Hommage à Pierre Clément (1906 - 1970)

L'Archéophone qui a été conçu à partir du bras tangentiel de la platine A1B, doit beaucoup à Pierre Clément, l'inventeur de cette platine (cf. article L'Archéophone..., dans la Revue du Musée des Arts et Métiers, n°27, juin 1999). Pour ma part, je témoigne également ma reconnaissance à Patrick Louvet, qui m'a orienté et aidé avec patience et compétence.

Cet hommage à Pierre Clément vise aussi à exposer et proposer des moyens possibles d'employer aujourd'hui le meilleur du matériel Clément à la lecture des disques monophoniques, vinyle et 78 tours.

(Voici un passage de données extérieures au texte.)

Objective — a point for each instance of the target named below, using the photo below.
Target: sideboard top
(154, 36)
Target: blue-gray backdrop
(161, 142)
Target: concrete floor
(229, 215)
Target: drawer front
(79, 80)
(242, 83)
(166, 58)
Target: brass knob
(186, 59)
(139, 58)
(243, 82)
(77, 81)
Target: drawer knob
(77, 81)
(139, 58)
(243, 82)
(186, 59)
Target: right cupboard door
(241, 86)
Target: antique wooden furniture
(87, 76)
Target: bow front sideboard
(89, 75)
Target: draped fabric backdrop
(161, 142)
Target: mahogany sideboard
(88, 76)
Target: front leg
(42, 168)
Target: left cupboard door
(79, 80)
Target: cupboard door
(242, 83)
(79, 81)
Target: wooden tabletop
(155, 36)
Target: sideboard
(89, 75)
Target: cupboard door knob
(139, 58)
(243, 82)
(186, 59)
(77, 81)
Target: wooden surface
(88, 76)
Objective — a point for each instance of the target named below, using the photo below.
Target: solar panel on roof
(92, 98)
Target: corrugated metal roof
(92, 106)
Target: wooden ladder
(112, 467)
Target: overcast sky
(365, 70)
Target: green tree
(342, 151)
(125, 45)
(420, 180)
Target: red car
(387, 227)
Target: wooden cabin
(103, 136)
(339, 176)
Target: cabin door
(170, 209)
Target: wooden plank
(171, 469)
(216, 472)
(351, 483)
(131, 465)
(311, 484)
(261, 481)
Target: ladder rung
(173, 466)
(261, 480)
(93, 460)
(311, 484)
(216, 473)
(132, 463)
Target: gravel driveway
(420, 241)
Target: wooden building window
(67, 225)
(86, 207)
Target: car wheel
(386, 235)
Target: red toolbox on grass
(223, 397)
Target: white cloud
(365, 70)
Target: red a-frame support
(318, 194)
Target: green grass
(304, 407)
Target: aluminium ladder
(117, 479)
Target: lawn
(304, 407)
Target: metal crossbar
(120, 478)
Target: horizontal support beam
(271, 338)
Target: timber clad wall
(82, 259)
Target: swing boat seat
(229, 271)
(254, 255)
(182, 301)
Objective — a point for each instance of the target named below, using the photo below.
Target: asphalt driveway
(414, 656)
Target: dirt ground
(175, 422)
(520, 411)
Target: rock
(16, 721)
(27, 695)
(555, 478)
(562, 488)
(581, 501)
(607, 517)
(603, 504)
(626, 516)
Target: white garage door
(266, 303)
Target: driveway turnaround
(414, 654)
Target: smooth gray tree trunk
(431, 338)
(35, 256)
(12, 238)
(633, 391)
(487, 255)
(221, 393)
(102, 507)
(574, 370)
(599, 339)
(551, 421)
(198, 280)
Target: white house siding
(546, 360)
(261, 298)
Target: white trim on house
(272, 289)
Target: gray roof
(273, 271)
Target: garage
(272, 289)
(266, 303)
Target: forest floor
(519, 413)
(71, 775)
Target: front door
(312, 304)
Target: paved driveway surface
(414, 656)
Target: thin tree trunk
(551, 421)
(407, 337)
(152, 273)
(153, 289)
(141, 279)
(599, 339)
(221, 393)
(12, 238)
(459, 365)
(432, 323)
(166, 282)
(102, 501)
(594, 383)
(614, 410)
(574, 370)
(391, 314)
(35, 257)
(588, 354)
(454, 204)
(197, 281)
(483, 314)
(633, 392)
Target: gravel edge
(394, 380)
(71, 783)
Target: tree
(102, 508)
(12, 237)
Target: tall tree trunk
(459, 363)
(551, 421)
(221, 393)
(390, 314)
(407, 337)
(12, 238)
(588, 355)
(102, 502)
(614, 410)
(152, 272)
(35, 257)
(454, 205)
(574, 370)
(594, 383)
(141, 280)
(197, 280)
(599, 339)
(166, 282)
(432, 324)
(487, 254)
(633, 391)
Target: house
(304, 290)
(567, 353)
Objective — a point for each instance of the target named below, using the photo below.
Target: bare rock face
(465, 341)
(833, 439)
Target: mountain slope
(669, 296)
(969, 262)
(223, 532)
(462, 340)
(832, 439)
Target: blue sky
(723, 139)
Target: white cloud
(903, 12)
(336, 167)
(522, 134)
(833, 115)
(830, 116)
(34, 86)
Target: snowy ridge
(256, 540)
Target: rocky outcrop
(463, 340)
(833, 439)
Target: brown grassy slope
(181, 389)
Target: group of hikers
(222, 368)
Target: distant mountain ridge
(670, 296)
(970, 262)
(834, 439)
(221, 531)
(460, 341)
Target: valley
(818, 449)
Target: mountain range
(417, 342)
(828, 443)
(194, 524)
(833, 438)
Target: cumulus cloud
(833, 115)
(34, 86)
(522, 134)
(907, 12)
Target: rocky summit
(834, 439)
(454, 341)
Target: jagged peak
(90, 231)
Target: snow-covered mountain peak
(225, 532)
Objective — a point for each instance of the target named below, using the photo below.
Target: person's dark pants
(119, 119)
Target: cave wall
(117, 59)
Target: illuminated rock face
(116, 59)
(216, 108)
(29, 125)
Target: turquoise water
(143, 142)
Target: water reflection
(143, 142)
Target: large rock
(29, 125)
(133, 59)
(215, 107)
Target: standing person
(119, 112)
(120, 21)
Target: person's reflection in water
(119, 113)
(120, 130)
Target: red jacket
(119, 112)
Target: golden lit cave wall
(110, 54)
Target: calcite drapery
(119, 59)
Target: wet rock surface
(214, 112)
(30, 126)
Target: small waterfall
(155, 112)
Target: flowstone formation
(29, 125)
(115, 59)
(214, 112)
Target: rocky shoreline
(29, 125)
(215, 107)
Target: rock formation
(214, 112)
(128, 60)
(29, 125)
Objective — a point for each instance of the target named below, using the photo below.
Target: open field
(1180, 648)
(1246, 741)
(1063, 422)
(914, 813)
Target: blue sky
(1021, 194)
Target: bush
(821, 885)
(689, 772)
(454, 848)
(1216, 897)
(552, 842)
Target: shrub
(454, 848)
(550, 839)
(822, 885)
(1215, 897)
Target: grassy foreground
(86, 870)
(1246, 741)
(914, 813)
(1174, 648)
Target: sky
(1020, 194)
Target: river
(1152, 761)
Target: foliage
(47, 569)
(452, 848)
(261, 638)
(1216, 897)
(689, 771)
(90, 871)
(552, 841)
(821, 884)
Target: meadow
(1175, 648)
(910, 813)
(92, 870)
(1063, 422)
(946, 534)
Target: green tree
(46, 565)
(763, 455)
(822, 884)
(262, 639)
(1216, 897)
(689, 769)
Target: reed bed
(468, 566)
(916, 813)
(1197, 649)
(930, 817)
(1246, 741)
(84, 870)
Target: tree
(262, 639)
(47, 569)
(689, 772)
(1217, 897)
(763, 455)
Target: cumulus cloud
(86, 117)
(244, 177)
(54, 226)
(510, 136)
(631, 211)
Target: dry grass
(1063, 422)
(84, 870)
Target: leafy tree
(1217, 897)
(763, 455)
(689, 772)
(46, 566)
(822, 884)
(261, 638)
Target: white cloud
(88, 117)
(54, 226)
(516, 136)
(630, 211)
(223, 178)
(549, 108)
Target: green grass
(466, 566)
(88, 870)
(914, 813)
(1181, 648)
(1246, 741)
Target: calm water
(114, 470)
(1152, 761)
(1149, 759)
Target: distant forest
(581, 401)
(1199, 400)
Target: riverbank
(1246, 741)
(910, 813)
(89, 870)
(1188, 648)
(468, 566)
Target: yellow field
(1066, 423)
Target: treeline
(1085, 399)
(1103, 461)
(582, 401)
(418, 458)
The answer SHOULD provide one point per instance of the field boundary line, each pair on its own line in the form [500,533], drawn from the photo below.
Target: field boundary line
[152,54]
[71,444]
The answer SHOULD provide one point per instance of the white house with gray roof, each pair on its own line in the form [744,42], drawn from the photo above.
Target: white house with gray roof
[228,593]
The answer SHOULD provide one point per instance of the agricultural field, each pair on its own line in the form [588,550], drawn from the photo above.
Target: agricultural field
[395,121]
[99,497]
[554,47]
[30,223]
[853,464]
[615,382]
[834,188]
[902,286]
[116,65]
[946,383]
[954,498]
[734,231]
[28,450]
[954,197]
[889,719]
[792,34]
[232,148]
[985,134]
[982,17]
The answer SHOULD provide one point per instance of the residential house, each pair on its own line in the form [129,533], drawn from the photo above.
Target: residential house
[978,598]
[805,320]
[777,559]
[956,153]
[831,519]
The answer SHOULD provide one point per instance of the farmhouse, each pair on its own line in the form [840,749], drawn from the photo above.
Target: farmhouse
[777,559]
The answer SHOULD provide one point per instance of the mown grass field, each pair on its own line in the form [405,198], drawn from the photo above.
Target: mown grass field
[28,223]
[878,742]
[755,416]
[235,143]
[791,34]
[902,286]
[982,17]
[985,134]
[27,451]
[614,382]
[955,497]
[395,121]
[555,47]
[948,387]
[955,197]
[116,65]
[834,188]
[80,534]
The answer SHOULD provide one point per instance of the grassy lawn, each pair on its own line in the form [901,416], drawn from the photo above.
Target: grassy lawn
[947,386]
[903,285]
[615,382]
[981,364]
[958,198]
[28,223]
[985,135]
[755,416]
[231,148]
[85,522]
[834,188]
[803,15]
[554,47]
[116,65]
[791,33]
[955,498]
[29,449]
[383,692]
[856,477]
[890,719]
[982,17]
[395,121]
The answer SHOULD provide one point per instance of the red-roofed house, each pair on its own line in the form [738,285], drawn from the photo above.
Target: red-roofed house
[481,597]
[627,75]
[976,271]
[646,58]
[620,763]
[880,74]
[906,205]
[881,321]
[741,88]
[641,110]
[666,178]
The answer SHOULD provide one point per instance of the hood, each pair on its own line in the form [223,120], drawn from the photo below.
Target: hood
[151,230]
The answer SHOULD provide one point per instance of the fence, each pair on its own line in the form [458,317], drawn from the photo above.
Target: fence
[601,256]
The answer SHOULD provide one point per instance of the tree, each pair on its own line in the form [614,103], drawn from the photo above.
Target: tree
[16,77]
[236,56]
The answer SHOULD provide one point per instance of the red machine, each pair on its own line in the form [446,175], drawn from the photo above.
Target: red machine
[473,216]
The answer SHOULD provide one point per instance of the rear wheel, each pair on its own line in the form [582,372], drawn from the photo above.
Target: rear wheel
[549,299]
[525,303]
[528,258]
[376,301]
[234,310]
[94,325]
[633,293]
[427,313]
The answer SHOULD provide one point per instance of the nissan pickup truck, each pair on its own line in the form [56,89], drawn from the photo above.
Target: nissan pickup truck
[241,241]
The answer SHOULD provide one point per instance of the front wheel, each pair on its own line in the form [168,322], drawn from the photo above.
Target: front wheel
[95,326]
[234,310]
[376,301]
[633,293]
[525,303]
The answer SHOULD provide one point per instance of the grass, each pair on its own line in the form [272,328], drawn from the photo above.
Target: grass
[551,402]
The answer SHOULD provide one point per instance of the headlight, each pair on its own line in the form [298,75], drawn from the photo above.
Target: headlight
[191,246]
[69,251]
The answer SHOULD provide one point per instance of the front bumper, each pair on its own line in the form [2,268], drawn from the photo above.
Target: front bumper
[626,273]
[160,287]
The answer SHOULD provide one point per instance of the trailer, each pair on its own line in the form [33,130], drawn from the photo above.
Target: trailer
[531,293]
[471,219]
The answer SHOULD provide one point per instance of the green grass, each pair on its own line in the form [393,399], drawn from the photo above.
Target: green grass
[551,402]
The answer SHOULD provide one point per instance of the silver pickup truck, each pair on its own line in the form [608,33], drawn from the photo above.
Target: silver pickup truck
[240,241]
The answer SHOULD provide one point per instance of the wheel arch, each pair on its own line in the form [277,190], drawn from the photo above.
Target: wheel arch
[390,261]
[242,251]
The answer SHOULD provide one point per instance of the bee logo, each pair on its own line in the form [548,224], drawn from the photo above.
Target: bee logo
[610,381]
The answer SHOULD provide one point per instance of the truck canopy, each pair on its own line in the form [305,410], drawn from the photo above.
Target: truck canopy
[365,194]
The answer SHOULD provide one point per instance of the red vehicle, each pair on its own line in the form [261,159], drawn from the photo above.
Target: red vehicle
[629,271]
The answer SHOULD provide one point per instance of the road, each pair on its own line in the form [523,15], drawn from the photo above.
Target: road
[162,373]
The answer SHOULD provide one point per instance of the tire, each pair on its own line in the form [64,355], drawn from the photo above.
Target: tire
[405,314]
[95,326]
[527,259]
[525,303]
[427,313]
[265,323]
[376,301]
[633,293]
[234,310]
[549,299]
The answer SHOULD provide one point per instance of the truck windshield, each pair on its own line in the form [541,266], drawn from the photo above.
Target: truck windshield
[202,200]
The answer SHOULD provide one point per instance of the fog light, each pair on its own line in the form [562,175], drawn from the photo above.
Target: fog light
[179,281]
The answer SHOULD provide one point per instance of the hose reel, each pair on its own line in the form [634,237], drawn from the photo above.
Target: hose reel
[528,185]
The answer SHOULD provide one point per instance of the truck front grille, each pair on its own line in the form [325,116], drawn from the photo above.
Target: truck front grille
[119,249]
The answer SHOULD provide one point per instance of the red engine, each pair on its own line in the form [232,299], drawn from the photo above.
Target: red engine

Pierre Clément fut en France une des plus éminentes figures de l'électro-acoustique, et plus particulièrement le meilleur spécialiste des délicats problèmes soulevés par la lecture fidèle des gravures phonographiques. Il reçut sa formation d'électro-mécanicien à l'école du Conservatoire National des arts et Métiers. Dès son entrée chez Chauvin-Arnoux, constructeur d'appareils de mesure chez qui il débuta, il commencait à s'intéresser aux applications sonores de l'électronique. C'est ce qui l'amenait dès avant 1930 à se tourner vers l'industrie cinématographique, en travaillant aux établissements "Debrie", avant de se familiariser plus complètement aux techniques phonographiques pendant les sept années où, collaborateur des établissements "Carbobronze" (alors importateur des tourne-disques professionnels "Dual"), il s'intéressa tout particulièrement aux têtes de gravure.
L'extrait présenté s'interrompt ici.